One good thing about the brakes terrifying you round the figure eight is they divert you from the car’s awful ergonomics: The driver’so seat is too low and barely adjusts, and the wheel’s rim is too near and gets the diameter of a manhole cover. The pedals blot up to now off the ground which you have to lift your toes in the atmosphere to run them. Along with also the arthritic three-speed manual is an H-pattern with first gear being left back and back and undo a fearfully near miss as you shank the lever to the right and then far away up to the right to pin next.  It’s a strange Kabuki dance to get a vehicle from a man like Frank Kurtis, that must have understood perfectly well how to build cockpits for finicky race car drivers.

Building speed on the figure , I twist the helm via its first 45 degrees of steering play and in the ideal corner. The car starts to influence and then, gradually, corner; the back suspension is a conventional live axle on longitudinal leaf springs. But the front is separate, sprung by means of a lateral leaf lever and spring shocks which are strangely integrated into the upper A-arms. I can’t see the ideal corner’therefore cones for the windshield frame (cast in a first for the recovery ), however, the tail marginally drifts at 0.5 g. At what point will the nut ’s willowy 5-inch-wide tread along with 6-inch-tall sidewalls peel straight off their rims? I stand to the gas outside the corner, along with the flathead roars; then I immediately lift to start a several-second leg press the brake pedal, although its slowing seems more like atmosphere haul than brake lining.
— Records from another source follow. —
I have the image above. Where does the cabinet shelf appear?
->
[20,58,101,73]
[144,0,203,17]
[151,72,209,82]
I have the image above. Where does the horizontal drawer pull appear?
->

I toss the wheel to the leftside. The planet warms counterclockwise, and I start to slide across the slick flat-bottom pillow, on the center tunnel’s carpet, and partway onto the passenger seat. On the following lap, I stay on the throttle a second too long. The Kurtis isn’t stopping, the corner’s turn-in point passes me on the left, along with the controlling and weapon are 100 feet dead ahead. I’m also the watch in the Titanic’s crow’s nest, begging this bastard to cease as the iceberg grows.

I’m palpitating. I’t driven more expensive cars–although the Kurtis is rather expensive, to be sure–but that is a part of history.

Time slows as the distance to tragedy shrinks. Inside my mind’so eye, I envision that the Kurtis, unnaturally redisplayed in the center of this MotorTrend building as a cautionary warning about hubris, awkwardly tilting on its own right-side suspensions, its own fiberglass bodywork broken, its chrome cladding half-peeled away.

Right thigh aching, then I bend the Kurtis into a sizable, arcing drift and skirt the curb by some little feet.

Notice to MT’s 2049 evaluation staff: When you update this item for the 100th anniversary issue, fix the brakes.

1949 Kurtis Sports Car

BASE PRICE (IN 1949)
$3,495

PRICE AS TESTED (IN 1949)
$5,000

VEHICLE LAYOUT
Front-engine, RWD, 2-pass, 2-door convertible

ENGINE
3.9L/160-hp/225-lb-ft (est) side-valve 16-valve V-8

TRANSMISSION
3-speed manual

CURB WEIGHT (F/R DIST)
2,835 lb (54/46%)

WHEELBASE
99.3 in

LENGTH x WIDTH x HEIGHT
169.0 x 68.0 x 51.0 in

0-60 MPH
15.3 sec

QUARTER MILE
20.0 sec @ 68.3 mph

BRAKING, 60-0 MPH
370 feet LATERAL ACCELERATION
0.50 grams (avg)

MT FIGURE EIGHT
35.3 sec @ 0.37 g (avg)

EPA CITY/HWY/COMB FUEL ECON
8/10/9 mpg (est)

ENERGY CONS, CITY/HWY
421/337 kW-hrs/100 kilometers CO2 EMISSIONS, COMB
2.21 lb/mile

The article We Test that the EXACT “Sport Car” on MotorTrend’s First Cover From 1949 appeared first on MotorTrend.